Unfortunately, Australia Post has also recently acknowledged significantly increased costs in their operations causing a 70 percent fall in profits, and have therefore announced a large increase in their pricing for both parcel and letter deliveries is on the way.
As one of the global leaders in technology, Google also develops solutions that can meet the growing need for delivery alternatives.
After conducting plenty of research and development, Google piloted its first autonomous drone delivery service, Project Wing, in Canberra earlier this year. The trial enabled people to order lunch and have it delivered quickly and seamlessly by drone.
This pilot made it clear that the age of digital sales and autonomous delivery is upon us, and these trends won’t be slowing down any time soon.
Every rule has an exception, and when it comes to the trajectory of retail sales in Australia, that exception is electronics retailer JB Hifi.
JB Hifi, which was acquired by The Good Guys in 2016, announced in August that the company had managed to grow profits by 12.3 percent, becoming the world’s seventh largest consumer electronics and appliances retailer.
Given the current retail climate and the challenges other niche retailers have been facing, this result left economists around the world scratching their heads.

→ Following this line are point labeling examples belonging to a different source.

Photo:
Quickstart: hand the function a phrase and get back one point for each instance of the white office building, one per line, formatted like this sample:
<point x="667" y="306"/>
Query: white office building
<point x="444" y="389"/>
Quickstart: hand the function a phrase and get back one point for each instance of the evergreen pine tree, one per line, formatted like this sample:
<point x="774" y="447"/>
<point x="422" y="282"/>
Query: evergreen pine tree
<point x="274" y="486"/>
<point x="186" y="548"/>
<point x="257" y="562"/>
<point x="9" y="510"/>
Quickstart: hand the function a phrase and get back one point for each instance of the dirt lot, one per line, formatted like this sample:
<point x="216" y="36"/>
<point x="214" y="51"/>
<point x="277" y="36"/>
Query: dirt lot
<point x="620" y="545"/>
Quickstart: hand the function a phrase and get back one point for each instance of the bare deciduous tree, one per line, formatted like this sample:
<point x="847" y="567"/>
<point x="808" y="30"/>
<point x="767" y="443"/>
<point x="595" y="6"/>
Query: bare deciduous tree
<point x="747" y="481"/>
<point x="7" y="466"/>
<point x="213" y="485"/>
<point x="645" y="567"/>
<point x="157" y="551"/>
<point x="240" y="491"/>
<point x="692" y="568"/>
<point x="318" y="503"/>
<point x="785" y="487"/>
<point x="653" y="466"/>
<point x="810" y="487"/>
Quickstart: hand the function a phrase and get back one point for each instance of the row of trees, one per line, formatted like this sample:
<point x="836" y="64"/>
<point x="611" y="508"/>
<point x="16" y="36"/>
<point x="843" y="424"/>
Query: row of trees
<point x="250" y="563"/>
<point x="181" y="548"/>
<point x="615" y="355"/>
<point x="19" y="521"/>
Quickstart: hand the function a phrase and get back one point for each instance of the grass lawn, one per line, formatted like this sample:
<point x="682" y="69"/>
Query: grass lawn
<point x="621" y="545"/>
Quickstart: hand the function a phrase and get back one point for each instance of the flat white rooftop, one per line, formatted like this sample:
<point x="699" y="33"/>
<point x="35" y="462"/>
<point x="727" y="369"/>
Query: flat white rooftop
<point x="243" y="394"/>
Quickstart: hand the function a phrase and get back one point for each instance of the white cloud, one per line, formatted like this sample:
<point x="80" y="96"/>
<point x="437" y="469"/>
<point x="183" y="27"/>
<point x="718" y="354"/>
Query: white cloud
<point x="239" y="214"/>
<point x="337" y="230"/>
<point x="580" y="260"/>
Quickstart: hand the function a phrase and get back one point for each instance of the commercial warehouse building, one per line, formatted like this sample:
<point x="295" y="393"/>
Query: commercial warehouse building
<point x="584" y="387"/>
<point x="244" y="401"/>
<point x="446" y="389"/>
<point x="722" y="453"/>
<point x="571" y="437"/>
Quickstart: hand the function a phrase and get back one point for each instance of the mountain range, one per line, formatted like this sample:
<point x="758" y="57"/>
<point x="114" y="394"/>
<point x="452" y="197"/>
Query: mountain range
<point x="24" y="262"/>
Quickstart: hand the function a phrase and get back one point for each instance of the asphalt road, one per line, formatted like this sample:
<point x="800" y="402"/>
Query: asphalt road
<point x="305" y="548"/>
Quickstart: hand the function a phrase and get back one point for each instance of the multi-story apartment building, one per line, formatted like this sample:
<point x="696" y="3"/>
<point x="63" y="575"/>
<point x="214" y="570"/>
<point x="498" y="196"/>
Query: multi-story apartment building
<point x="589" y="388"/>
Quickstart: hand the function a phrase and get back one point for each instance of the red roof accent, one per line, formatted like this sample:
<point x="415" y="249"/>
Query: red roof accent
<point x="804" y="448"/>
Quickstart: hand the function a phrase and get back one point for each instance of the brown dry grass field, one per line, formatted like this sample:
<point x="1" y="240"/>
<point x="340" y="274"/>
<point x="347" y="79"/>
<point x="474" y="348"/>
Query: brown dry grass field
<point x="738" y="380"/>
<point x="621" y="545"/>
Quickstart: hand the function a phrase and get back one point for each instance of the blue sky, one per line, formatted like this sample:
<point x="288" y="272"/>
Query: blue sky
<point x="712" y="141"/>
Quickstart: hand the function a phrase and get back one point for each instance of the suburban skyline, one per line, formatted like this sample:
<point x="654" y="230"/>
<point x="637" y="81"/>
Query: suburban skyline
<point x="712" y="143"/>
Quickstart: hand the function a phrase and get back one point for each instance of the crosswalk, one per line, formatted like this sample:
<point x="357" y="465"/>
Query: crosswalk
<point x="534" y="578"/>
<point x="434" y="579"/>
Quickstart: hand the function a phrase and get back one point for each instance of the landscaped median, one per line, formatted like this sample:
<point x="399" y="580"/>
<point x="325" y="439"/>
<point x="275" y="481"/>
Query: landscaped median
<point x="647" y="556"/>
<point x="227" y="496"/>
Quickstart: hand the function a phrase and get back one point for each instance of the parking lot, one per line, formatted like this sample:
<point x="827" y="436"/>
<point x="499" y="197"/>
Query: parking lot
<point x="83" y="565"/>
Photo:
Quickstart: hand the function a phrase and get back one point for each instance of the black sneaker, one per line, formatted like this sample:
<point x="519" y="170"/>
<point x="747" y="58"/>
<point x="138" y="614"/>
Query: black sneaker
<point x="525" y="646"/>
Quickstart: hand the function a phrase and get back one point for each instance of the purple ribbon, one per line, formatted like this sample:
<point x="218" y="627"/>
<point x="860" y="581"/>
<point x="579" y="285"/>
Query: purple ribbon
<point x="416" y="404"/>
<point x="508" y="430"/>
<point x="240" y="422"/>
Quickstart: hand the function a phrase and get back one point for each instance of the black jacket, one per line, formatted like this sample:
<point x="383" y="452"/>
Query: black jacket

While it’s difficult to understand how this 45-year-old electronics retailer is still managing to crush it, analysing their results can act as guidance to would-be retailers looking to navigate their way through the very real change that is taking place.
More specifically, there is one area that JB Hifi have truly excelled in, and that’s ‘customer retention’.
When announcing the company’s double-digit growth figures, JB Hifi’s CEO Richard Murray said that in order to keep a strong grip on the Australian retail industry, the company has opted to lower profit margins and in certain instances even sell products at a loss.
But Murray called it the “best customer retention tool” that his company had.
If you’re a small business owner in the retail space, the biggest form of loyalty you can show your customers is to keep your products affordable and to avoid greed.
Of course, a business needs to have a core offering that makes a profit. But, if you show that your business is ready to take a hit in certain areas in order to keep your customers happy, that hit will eventually be paid back to your business in spades.
Taking this approach may not solve all the challenges that the retail industry faces, but it will most certainly help your business protect itself as industry trends continue to evolve.